Theoretically, the major post-operative complications are mortality and recurrence. Our meta-analysis shown a significantly lower rate of post-operative death in the TR group than in the OR group. Our results were consistent with that of a previous metaanalysis [21]. As previously described, TR group may include more less severe cases than OR because of the selection bias. For instance, surgeons may likely to choose open surgery for higher risk, more severe cases. Therefore, the result of low mortality in the TR group could be overestimated, and it was hard to draw a definitive conclusion regarding mortality. Nine of the eleven trials shown a significantly higher recurrence rate in the TR group. The pooled data revealed an overall recurrence of 16.7% (50 of 299) for patients who underwent TR and 6.7% (26 of 389) that underwent open repairs. Several factors might influence this clinical outcome. As previously discussed, learning curves were unavoidable during the clinical practice among surgeons with limited skill.
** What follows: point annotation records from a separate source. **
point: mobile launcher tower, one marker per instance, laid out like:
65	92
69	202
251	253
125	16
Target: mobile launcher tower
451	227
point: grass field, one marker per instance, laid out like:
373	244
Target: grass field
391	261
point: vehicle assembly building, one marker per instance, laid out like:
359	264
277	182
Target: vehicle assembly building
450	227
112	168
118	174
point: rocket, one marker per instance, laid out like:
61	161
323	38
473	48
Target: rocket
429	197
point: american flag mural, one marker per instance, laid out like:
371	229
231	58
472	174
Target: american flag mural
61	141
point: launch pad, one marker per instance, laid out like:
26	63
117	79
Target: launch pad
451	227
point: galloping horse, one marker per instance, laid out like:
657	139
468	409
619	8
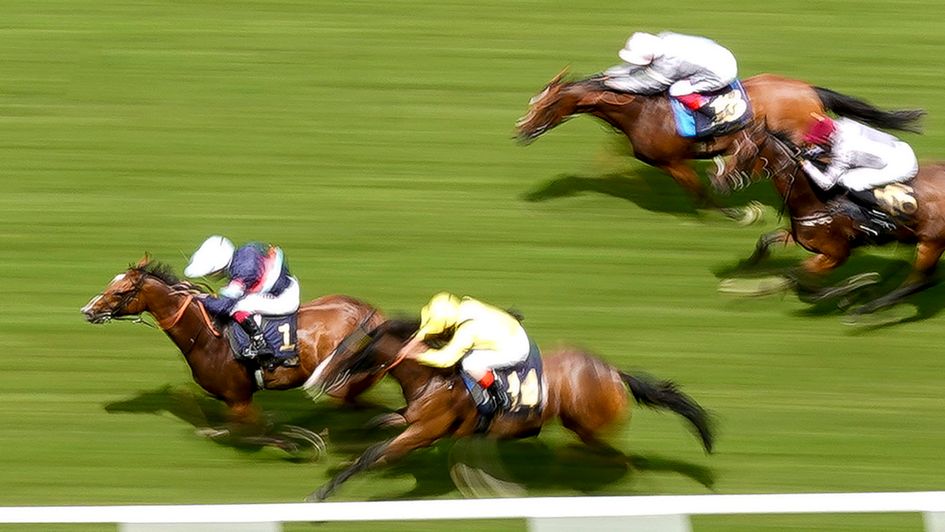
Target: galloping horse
648	123
587	394
827	224
322	325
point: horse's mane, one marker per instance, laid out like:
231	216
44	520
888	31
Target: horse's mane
594	82
158	269
784	137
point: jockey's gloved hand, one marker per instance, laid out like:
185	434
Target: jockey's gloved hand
813	153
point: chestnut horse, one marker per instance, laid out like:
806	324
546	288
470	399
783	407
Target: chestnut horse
587	394
322	325
828	224
648	123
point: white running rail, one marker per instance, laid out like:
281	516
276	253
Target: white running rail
542	512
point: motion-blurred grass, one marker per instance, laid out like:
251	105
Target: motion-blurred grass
373	141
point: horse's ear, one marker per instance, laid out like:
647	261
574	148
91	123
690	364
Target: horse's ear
559	76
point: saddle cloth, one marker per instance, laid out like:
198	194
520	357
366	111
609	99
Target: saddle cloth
280	332
731	107
524	384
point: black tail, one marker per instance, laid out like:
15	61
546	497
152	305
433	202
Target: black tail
665	394
848	106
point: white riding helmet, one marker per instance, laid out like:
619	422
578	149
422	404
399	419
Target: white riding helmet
641	49
212	256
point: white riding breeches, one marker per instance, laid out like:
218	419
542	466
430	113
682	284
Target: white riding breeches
901	165
285	303
478	362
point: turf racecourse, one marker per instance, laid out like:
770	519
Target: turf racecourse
372	140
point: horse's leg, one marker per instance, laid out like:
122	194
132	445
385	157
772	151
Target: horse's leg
414	437
927	257
779	236
243	417
805	278
686	176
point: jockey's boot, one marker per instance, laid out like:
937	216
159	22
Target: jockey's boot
879	220
258	347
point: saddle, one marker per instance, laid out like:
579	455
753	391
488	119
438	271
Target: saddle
730	108
522	388
879	211
280	331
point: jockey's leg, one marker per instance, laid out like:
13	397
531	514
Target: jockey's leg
257	342
479	374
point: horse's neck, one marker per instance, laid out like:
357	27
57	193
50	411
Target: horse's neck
617	109
413	378
183	329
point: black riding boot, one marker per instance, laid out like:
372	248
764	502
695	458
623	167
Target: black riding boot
258	348
879	220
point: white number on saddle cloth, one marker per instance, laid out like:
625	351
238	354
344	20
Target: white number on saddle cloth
728	107
523	393
897	197
286	331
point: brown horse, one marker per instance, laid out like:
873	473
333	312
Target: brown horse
648	123
587	394
829	225
322	325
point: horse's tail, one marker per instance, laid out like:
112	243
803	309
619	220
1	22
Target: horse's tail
665	394
843	105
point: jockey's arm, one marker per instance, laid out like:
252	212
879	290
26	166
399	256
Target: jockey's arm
452	352
219	306
640	81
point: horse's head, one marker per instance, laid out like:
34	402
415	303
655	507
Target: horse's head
546	109
122	296
744	161
362	354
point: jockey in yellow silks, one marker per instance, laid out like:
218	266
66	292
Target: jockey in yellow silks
483	339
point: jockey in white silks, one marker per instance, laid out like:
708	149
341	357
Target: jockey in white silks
259	283
860	159
686	65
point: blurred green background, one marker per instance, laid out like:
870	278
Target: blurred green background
372	140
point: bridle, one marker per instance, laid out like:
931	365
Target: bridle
127	296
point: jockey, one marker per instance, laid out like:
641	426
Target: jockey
260	283
686	65
860	158
484	338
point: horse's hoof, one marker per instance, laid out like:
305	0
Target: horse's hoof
318	495
385	421
865	317
756	287
750	214
848	286
213	433
754	213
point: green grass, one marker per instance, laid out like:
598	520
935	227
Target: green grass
373	141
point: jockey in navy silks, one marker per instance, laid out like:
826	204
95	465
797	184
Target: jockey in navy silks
260	283
860	159
685	65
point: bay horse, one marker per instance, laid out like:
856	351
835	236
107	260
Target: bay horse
649	125
585	393
322	325
828	224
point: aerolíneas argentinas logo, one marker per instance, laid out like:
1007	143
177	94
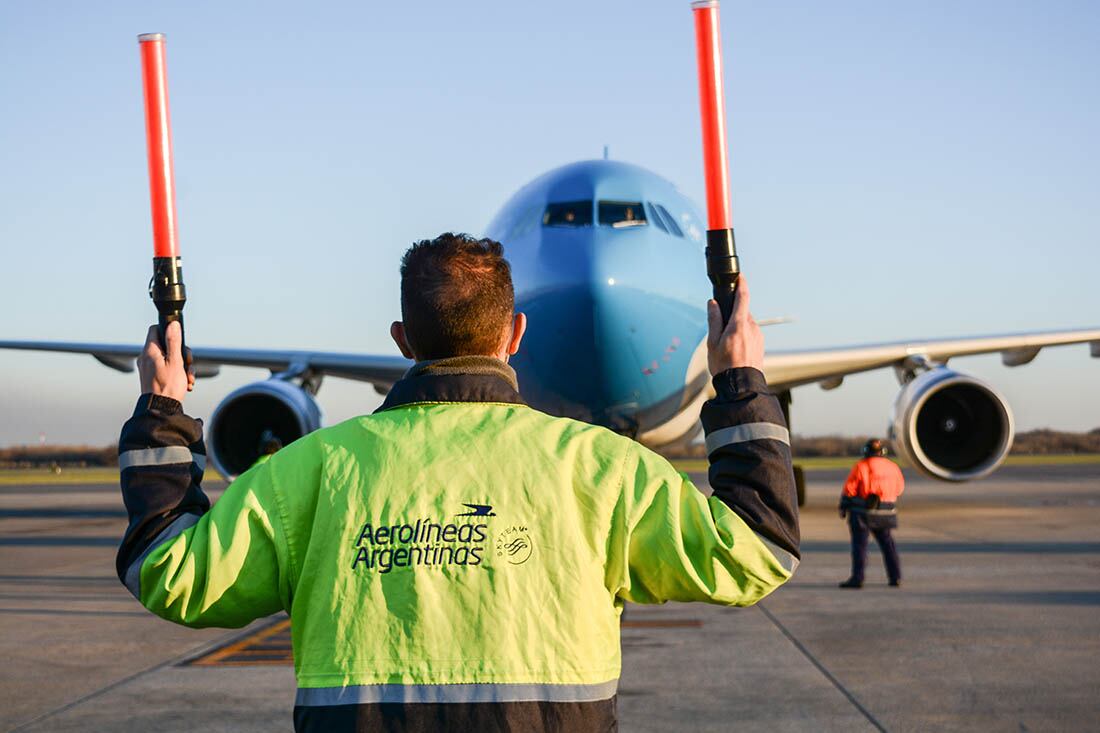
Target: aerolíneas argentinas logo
425	543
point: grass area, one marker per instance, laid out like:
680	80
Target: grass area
700	465
109	474
70	476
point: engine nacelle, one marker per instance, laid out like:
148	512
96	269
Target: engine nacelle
234	431
952	426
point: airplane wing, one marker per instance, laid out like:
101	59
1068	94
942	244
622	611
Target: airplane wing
381	371
828	367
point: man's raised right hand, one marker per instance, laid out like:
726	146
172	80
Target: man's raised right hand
740	342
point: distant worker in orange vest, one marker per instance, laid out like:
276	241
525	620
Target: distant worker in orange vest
869	501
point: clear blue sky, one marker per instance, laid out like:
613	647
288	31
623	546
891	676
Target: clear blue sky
899	171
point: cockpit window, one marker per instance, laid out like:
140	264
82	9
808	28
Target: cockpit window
657	219
622	215
568	214
669	220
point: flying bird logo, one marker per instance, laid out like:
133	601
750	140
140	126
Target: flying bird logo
479	510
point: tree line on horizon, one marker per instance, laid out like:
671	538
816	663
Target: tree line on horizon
1031	442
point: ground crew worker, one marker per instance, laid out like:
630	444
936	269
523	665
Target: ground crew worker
869	501
418	549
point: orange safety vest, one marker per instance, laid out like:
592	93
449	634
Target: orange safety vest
875	476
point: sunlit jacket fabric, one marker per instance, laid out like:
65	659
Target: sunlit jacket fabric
457	560
875	476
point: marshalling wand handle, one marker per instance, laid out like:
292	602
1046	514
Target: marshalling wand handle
166	287
722	264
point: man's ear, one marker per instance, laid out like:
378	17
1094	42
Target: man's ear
397	334
518	328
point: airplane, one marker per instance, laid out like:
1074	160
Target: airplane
607	263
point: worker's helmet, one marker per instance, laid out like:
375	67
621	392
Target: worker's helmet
873	447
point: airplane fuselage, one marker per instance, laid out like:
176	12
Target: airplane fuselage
607	263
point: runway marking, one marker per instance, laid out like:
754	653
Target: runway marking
668	623
271	645
837	684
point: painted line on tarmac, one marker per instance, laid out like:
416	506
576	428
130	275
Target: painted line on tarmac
837	684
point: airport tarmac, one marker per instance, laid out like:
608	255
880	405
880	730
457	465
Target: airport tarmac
997	626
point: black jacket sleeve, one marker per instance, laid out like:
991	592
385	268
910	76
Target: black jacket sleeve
749	449
162	458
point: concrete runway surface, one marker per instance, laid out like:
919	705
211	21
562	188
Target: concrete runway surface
997	626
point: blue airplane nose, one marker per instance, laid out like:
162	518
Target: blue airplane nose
605	351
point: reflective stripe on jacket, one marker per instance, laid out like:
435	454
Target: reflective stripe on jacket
458	553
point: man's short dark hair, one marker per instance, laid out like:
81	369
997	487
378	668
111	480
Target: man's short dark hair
457	297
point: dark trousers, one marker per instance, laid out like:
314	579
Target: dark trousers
857	525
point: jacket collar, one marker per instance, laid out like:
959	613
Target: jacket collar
458	379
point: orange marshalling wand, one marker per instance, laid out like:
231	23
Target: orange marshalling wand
722	264
166	288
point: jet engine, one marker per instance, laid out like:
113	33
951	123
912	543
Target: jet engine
238	425
952	426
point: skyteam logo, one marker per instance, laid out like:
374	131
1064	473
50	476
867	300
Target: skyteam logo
515	545
477	510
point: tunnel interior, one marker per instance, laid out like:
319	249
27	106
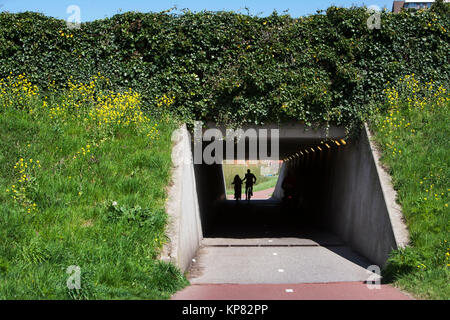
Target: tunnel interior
309	161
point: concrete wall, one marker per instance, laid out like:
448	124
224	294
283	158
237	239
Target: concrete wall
184	229
359	202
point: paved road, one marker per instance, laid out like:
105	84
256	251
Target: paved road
275	261
316	266
315	291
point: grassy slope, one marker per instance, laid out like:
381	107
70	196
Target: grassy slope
76	223
416	148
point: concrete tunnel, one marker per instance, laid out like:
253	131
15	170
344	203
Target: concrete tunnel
339	193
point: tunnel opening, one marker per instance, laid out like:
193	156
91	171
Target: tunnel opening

For example, Jancelewicz et al. reported that the recurrence rate is observed from 50 % prior to the year 2008 to 25 % thereafter for primary thoracoscopic repair. The prosthetic patch use also contributed to surgical outcomes, such as the recurrence rates. However, none of these factors seemed to be predictors of recurrence so far.
Our systematic review and meta-analysis have some limitations. No randomized trials were included and all the included studies have selection bias. Therefore, prospective, multicenter randomized controlled trials are required to draw a definitive conclusion. Secondly, the overall methodologic quality and reporting in some studies were poor. Besides, the experience of laparoscopic may be different among the included studies and some included studies had rather small sample size. Finally, obvious statistical heterogeneity were found in terms of operative times and patch use.
Conclusion
Our study indicated that TR is associated with lower postoperative death and post-operative complications compared with traditional OR. However, the higher recurrence rate in the TR group compared with OR should not be ignored. Therefore, more prospective, multicenter, randomized controlled trials with high quality are required to evaluate these two surgical techniques.